Aquel noble gesto revivió en Hanna un sentimiento puro y noble de ilusión y ganas de vivir, pese a encontrarse sola y vacía en aquella cárcel. Sin ningún pariente o amigo que la visitase. La compañía virtual que le ofrecía Michael era suficiente. Tan solo su voz le inyectaba deseos de vivir. Así que Hanna se las ingenió para sorprenderlo y demostrarle lo agradecida que estaba. Fue hasta la biblioteca de la cárcel y solicitó un ejemplar de «La Dama del Perrito», y contando las palabras que veía impresas, fue identificando las mismas que Michael le leía. Y con paciencia y mucha dedicación, Hanna aprendió poco a poco a leer y a escribir de manera autodidacta.

Le estuvo enviando a Michael muchas cartas con pequeñas notas que él leía, pero se negaba a contestar. Ella pensaba que no les llegaban por algún problema con el correo, pero era que simplemente él no deseaba alimentar en ella ninguna ilusión romántica. Los papeles se habían invertido. Ella buscaba refugiarse en su amor luminoso e inspirador, pero Michael solo llevaba en su corazón un oscuro sentimiento de frustración y arrepentimiento por ahora conocer realmente de quien se había tontamente enamorado en su juventud.

Transcurren 18 años y Hanna es evaluada por las autoridades alemanas para considerar su libertad condicional. Ubican telefónicamente a Michael, explicándole que de reubicar a Hanna, deben contar con alguien que se haga responsable de ella. Y es precisamente él la única persona con la que Hanna pudiese contar para tal tarea, ya que ella ha mantenido por años contacto por cartas con él. Michael queda consternado. Manifiesta aceptar la responsabilidad, pero al reencontrarse en persona con Hanna, le hace ver que él no tiene intenciones de involucrarse en lo absoluto sentimentalmente con ella. Su frialdad es total, cruel y lapidaria. Le ha comprado un pequeño apartamento y le ofrece una posibilidad de empleo, nada más.  

—¿Cómo has estado «niño»? ¡Veo que has crecido un poco!... —Michael esboza una mueca y apenas es capaz de verla a los ojos.

Michael le da la espalda a una señora de sesenta y cinco años que en un instante se avejenta por completo y se marchita como una flor al perder cualquier esperanza de reconciliación con su oscuro pasado y con su único y verdadero amor.

—Volveré.

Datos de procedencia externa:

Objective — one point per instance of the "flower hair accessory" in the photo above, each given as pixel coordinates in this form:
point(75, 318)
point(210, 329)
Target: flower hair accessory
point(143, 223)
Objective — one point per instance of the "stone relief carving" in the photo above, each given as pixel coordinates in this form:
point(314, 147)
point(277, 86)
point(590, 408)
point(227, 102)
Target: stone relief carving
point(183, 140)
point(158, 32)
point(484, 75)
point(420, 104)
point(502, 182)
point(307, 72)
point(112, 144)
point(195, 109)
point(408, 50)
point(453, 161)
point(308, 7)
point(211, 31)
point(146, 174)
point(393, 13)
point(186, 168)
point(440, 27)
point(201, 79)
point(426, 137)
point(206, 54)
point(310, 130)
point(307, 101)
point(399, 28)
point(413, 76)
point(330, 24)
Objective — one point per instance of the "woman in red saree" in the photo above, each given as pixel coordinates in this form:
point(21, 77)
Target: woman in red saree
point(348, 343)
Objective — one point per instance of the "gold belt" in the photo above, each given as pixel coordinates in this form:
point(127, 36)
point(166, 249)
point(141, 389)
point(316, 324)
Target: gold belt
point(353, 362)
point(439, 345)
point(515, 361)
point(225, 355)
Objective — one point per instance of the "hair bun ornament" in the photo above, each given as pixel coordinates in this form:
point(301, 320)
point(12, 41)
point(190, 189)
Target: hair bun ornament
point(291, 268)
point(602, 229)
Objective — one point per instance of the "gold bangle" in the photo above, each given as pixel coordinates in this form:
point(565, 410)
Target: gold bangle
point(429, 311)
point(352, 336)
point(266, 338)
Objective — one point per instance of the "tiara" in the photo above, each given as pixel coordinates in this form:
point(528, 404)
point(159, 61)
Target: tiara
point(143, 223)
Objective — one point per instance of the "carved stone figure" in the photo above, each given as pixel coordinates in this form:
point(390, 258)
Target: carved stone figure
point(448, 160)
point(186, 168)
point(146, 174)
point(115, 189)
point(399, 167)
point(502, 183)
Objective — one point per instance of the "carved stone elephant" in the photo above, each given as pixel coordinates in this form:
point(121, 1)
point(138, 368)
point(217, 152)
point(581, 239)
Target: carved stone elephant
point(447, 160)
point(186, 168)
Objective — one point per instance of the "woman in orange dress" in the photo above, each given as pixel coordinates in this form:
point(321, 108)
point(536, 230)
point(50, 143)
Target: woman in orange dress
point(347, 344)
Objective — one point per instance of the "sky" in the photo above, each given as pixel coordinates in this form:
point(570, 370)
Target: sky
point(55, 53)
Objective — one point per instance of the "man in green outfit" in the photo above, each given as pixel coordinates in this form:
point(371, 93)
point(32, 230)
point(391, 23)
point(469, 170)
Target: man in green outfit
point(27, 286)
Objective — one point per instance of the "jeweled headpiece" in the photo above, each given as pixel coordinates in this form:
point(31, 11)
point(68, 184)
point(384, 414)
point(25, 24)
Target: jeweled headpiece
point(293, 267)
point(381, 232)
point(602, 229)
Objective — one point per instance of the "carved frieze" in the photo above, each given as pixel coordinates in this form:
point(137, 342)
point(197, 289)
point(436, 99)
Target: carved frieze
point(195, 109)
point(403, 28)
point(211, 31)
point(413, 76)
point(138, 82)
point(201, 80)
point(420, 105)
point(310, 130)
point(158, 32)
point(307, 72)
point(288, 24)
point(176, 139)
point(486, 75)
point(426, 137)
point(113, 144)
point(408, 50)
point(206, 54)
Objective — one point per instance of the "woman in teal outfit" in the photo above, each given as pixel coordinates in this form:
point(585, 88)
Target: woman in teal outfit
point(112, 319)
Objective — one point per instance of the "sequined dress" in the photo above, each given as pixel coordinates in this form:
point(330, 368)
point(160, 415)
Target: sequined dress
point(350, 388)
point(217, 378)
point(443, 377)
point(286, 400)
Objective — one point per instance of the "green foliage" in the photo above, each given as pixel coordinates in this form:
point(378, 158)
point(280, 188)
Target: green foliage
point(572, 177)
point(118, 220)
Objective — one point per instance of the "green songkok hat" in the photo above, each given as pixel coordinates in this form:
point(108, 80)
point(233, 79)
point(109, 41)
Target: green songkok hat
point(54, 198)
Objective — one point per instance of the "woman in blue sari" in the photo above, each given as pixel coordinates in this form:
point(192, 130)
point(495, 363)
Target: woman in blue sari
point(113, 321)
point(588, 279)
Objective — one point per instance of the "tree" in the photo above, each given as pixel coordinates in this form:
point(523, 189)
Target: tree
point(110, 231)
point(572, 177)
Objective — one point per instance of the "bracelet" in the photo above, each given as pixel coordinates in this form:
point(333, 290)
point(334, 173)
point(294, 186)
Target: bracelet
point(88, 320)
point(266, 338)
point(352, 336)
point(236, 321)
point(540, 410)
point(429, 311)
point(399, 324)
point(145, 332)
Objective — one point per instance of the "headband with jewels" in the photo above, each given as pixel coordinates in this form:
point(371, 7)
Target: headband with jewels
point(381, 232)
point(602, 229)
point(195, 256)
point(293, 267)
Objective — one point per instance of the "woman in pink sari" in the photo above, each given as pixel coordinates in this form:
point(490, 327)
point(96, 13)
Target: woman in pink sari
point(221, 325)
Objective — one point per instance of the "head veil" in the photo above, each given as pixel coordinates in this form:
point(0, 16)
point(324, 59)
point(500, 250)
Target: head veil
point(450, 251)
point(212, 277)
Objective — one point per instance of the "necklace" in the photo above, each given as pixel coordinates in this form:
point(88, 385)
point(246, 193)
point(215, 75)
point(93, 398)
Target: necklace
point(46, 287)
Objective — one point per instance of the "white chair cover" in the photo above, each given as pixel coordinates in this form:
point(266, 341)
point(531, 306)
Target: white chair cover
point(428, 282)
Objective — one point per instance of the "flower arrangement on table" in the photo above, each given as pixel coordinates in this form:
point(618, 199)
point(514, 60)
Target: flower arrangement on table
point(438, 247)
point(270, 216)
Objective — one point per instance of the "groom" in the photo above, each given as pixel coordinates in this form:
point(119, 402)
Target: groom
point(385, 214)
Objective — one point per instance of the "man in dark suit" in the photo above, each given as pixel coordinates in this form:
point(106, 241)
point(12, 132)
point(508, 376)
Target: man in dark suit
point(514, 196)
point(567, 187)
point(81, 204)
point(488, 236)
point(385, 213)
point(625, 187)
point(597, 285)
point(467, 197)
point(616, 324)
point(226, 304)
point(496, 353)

Nos veremos de nuevo en una semana. —Fue lo último que Michael le expresó a Hanna.

 

A solas en su celda, Hanna toma dos pilas de libros que había sacado de la biblioteca y usándolos como podio, se sube en ellos para ganar altura y lograr ahorcarse esa misma noche. Deja escrito de su puño y letra un breve testamento que le indica a Michael que es su deseo que él se encargue de entregarle todos sus ahorros a una de las hijas de las víctimas que ella misma asesinó. Le agradece a Michael sus molestias y le expresa que esperaba algo más. Michael solamente reacciona rencontrándose con su hija y llevándola a la misma iglesia que una vez visitó con Hanna años atrás. 

Ahí en esos mismos jardines decidió enterrar a Hanna Schmitz. Michael le muestra la lápida a su hija y de una manera muy sentida, le empieza a contar desde aquel día que se enfermó con quince años de escarlatina.